Alliance Stadium: Good seats, sights still available.

ALLIANCE STADIUM, HOME OF THE SYRACUSE CHIEFS (AAA MINORS)

In a word: Aspirational.

Just as the players on the Chiefs aspire to make the big leagues for parent club the Washington Nationals (or perhaps another, better team), so does Alliance Stadium seem to aspire to be something better. Caught between trying to serve up a major-league calibre experience and the corny promotions of minor-league ballparks, its brand is less certain than other parks. You score a box seat for $10 only to fork over $5.50 for a midrange beer. Most nights the crowd is small and even the exhortations of the scoreboards and announcers can’t lift it. As a bonus, the stadium sits near the mythical site of DestiNY USA, a much-promised mall/theme park/pipedream sold to transform the region if only its owner could get anyone else to pay for it. So the ballpark, the team, the city looks to break out of its own identity issues. Like many parts of Central New York itself, Alliance Stadium has potential with an eye cast towards opportunities for improvement.

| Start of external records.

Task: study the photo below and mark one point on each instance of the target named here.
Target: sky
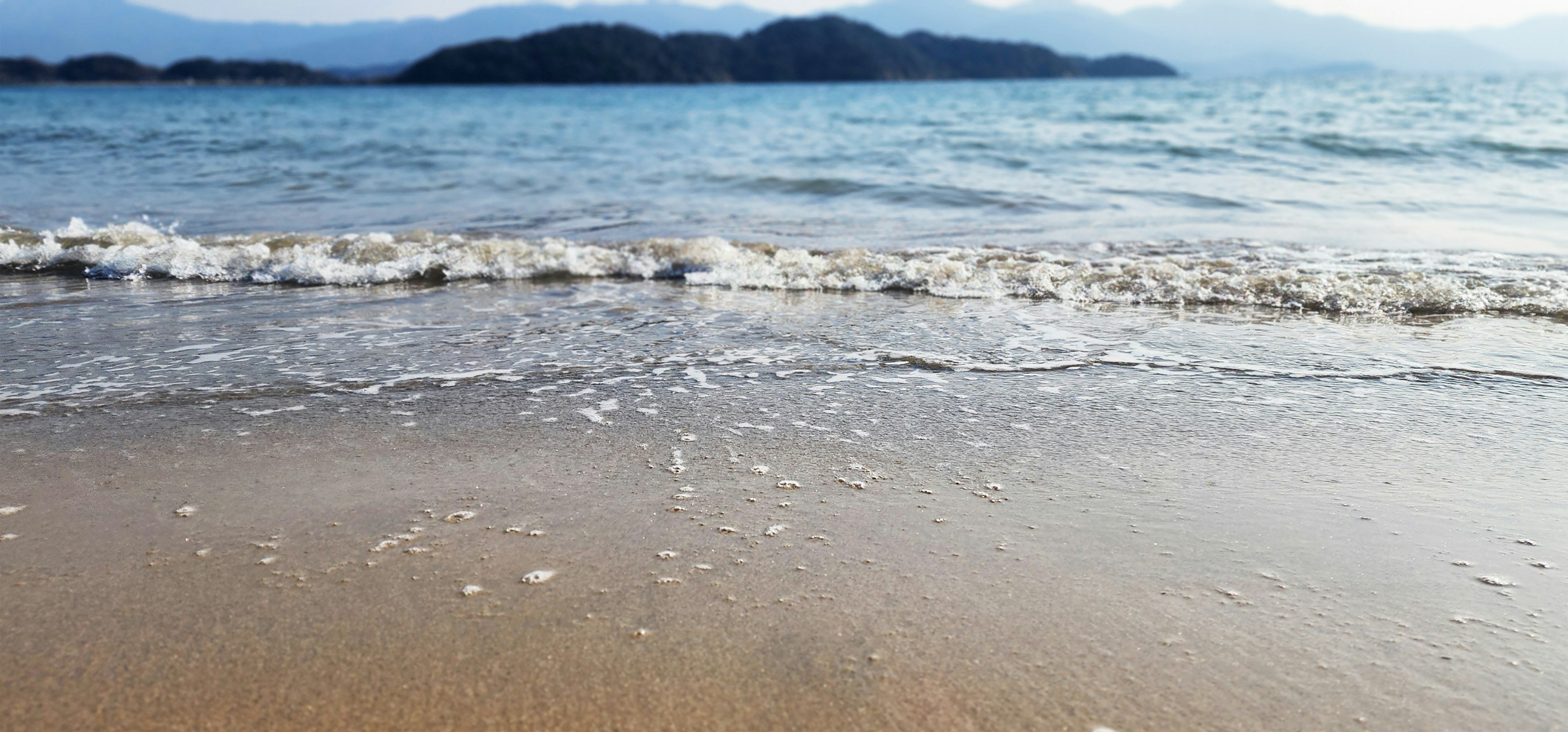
(1417, 15)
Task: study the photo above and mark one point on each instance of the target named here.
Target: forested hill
(822, 49)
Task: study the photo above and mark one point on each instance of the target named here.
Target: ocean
(1366, 226)
(980, 405)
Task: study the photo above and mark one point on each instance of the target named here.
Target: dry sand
(1147, 574)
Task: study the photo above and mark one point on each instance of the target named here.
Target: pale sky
(1423, 15)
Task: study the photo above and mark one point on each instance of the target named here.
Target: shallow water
(1354, 162)
(1272, 375)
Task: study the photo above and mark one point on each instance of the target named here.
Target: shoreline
(1302, 616)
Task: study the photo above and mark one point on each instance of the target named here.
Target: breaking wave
(1249, 273)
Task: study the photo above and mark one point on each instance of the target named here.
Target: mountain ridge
(1202, 37)
(817, 49)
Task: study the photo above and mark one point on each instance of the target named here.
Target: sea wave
(1247, 273)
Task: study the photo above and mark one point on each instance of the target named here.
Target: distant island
(821, 49)
(109, 68)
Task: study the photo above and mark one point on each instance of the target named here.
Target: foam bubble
(1170, 273)
(539, 577)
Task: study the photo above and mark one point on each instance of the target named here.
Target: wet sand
(1142, 566)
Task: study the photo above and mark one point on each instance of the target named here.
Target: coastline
(1303, 588)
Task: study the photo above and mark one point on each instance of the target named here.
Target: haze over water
(1100, 212)
(1357, 162)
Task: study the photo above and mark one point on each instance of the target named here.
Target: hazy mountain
(56, 30)
(1542, 41)
(1198, 37)
(816, 49)
(419, 38)
(1060, 24)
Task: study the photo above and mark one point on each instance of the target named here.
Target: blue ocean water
(1410, 229)
(1383, 162)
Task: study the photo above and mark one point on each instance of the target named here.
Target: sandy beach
(1125, 565)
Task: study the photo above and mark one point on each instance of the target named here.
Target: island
(819, 49)
(109, 68)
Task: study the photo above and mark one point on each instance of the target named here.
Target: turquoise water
(1362, 162)
(1394, 229)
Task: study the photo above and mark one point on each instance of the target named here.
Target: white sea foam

Falcon Park: Little Leaguers on the field for the National Anthem? Sure.

Falcon Park: Little Leaguers on the field for the National Anthem? Sure.

FALCON PARK, HOME OF THE AUBURN DOUBLEDAYS (CLASS A MINORS)

In a word: Community.

Most Doubledays players don’t have much of a shot of making the majors. The cheesy between-inning fare includes arm-wrestling contests, racing a mascot, musical chairs. Little Leaguers take the field with the players for the National Anthem. Its most popular promotion is Dollar Beer and Hot Dog Night on Thursdays. That these are all embraced by the ballpark, the team and the community show everyone remembers baseball is more than just a game. I attended a Doubledays game a couple days after a Chiefs contest, and the latter had a larger, livelier, happier crowd. I sat with someone from Auburn and ended up getting upgraded to box seats right behind the home dugout. Most regular Doubledays fans know half the crowd in the ballpark. Folks ask each other how the kids are doing, how work was this week. Going to a Doubledays game is like attending a community picnic … one that happens to include a baseball game.

Intentionally or unintentionally, stadium experiences say a lot about both a team’s business ethos and the community it calls home. If you’re involved in any kind of brand marketing, what do your environment and customer experiences say about you?